R - lm and r squared

Question

I have been running through the questions on this site and others and I just want to make sure I understand that I am going this correctly and then I will want some advice to analyse the results.

I am exporting a m by n binary matrix from Java to R (using jri) and then I want to run lm() against an expected vector of 0s.
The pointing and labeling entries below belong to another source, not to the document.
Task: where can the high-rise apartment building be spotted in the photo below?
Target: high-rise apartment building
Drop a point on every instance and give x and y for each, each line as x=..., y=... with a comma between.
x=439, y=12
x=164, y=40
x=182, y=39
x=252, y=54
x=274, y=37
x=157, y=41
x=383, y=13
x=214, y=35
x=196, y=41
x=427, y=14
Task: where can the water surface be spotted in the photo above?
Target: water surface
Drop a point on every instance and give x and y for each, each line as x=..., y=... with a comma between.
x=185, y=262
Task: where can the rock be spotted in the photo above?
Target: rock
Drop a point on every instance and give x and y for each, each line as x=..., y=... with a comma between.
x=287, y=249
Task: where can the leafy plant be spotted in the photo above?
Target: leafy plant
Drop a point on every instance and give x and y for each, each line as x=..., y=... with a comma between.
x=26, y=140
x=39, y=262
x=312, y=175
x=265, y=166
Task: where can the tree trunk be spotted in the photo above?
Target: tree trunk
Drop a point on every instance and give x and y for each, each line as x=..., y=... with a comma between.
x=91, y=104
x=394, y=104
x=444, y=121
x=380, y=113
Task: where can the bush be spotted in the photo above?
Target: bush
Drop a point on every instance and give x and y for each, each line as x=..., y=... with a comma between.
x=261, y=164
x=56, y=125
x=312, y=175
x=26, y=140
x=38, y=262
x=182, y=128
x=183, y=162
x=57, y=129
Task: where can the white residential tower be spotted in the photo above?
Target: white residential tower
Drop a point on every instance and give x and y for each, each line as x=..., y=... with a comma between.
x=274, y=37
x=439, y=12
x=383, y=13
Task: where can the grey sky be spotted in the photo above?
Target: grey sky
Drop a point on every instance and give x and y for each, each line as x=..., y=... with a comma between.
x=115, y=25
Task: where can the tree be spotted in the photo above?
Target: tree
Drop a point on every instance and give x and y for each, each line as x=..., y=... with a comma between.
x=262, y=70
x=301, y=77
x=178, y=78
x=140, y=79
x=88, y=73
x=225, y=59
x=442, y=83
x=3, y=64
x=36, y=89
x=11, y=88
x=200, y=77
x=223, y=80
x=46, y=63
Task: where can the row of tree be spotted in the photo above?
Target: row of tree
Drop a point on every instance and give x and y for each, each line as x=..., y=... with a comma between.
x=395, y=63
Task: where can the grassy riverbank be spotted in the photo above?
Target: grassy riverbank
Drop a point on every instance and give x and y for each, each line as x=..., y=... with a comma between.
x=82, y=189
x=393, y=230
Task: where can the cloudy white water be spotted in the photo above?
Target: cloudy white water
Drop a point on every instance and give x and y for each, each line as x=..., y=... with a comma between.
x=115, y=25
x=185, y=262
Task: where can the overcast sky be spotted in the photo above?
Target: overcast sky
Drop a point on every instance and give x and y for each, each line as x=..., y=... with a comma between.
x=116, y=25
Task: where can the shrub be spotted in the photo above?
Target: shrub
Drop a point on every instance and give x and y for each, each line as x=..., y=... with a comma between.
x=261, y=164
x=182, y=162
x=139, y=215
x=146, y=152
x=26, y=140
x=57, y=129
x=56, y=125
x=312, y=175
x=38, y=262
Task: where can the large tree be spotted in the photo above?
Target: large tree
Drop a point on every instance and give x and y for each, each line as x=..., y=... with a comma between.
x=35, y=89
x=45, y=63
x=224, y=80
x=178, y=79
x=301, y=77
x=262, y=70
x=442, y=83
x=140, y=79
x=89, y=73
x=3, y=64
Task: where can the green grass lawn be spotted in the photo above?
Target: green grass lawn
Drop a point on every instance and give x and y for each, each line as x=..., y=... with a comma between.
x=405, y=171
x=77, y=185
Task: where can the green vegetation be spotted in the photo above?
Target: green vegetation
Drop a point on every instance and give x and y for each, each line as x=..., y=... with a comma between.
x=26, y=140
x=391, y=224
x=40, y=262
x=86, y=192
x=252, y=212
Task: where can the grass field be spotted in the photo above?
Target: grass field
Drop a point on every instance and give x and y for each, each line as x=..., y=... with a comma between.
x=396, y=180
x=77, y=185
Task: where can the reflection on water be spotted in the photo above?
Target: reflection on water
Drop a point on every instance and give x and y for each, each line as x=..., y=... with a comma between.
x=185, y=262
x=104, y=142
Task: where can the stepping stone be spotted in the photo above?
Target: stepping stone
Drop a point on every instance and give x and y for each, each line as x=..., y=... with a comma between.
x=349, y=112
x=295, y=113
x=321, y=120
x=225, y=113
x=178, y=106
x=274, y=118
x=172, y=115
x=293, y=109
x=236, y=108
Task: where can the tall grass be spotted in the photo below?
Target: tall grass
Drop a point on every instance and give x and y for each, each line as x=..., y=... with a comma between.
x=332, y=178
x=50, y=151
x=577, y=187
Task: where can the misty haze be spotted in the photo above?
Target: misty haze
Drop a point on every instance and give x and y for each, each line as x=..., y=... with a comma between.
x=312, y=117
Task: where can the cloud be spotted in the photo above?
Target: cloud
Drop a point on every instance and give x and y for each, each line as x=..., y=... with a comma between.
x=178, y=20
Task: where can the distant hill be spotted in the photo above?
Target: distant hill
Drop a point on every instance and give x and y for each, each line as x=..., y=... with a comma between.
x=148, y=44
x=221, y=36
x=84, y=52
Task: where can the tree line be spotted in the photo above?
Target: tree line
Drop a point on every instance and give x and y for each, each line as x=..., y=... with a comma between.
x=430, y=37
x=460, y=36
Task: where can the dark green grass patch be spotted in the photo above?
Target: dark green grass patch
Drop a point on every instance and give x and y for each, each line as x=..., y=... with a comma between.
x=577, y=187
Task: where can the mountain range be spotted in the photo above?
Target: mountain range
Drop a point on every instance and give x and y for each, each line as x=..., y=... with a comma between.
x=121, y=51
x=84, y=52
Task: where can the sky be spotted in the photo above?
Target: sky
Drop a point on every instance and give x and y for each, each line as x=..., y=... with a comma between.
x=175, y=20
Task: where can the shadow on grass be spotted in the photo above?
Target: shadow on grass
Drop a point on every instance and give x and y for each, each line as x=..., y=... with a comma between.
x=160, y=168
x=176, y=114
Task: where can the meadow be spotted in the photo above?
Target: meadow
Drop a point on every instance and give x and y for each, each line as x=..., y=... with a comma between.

Here is the export function for getting the matrix into R

REXP x = re.eval("selectionArray <- c()");

for (int j = 0; j < currentSelection.length; j++){
    boolean result = re.assign("currentSNPs", currentSelection[j]);
        if (result == true){
             x = re.eval("selectionArray <- rbind(selectionArray, currentSNPs)");
        }
}

So then I want to execute the the lm() function to get the r squared values

            x = re.eval("fm = lm(selectionArray ~ 0)");

I know that I need to use summary(fm) at this point to get the r squared values but I am not sure how to pull them out or what they mean at this point. I want to know the significance of the deviation from the expected 0 value at each column.

Thanks!

Answer 1

to extract the R^2 value from an 'lm' object named 'm'

summary(m)$r.squared

you can always view the structure of an object in R by using the str() function; in this situation you want str(summary(m))

However, it's not clear what you're trying to accomplish here. In the formula argument of the lm() function you specify selectionArray ~ 0, which doesn't make sense for two reasons: 1) as previously hinted at, a 0 on the right side of the formula corresponds to a model where your predictor variable is a vector of zeros and the beta coefficient corresponding to this predictor cannot be defined. 2) Your outcome, selectionArray, is a matrix. As far as I know, lm() isn't set up to have multiple outcomes.

Are you attempting to test the significance that each column of selectionArray differs from a 0? If so, ANY column with at least one success (1) in it is significantly different from a 0 column. If you're interested in the confidence intervals for the probability of success in each column, use the following code. Note that this does not adjust for multiple comparisons.

First let's start with a toy example to demonstrate the concept

v1 <- rbinom(100,size=1,p=.25)  
#create a vector, length 100, 
#where each entry corresponds to the 
#result of a bernoulli trial with probability p

binom.test(sum(v1), n=length(v1), p = 0)
##let's pretend we didn't just generate v1 ourselves, 
##we can use binom.test to determine the 95% CI for p

#now in terms of what you want to do...
#here's a dataset that might be something like yours:
selectionArray <- sapply(runif(10), FUN=function(.p) rbinom(100,size=1,p=.p))
#I'm just generating 10 vectors from a binomial distribution 
#where each entry corresponds to 1 trial and each column 
#has a randomly generated p between 0 and 1

#using a for loop
#run a binomial test on each column, store the results in binom.test.results
binom.test.results <- list()
for(i in 1:ncol(selectionArray)){
    binom.test.results[[i]] <- binom.test(sum(selectionArray[,i]), 
        n=nrow(selectionArray), p=0)
}

#for loops are considered bad programming in r, so here's the "right" way to do it:
binom.test.results1 <- lapply(as.data.frame(selectionArray), function(.v){
    binom.test(sum(.v), n=nrow(selectionArray), p = 0)
})

#using str() on a single element of binom.test.result will help you 
#identify what results you'd like to extract from each test

Answer 2

I don't know much about Java, so I am not talking about that.

So, you 've got a matrix of 0 and 1 values and no other binary numbers?

And you want to know if the means of the columns are signif. different from 0?

That means, you should do hypothesis tests and not necessarily a regression. However a regression can be equivalent to such a test.

lm(y~0) does not make sense. If you only want an intercept you should use lm(y~1). However, that would be equivalent to a t-Test, which is not statistically correct.

I suspect it would be better to use fit<-glm(y~1,family=binomial) and than extract the p-value p<-summary(fit)$coef[4], but I am not a statistician.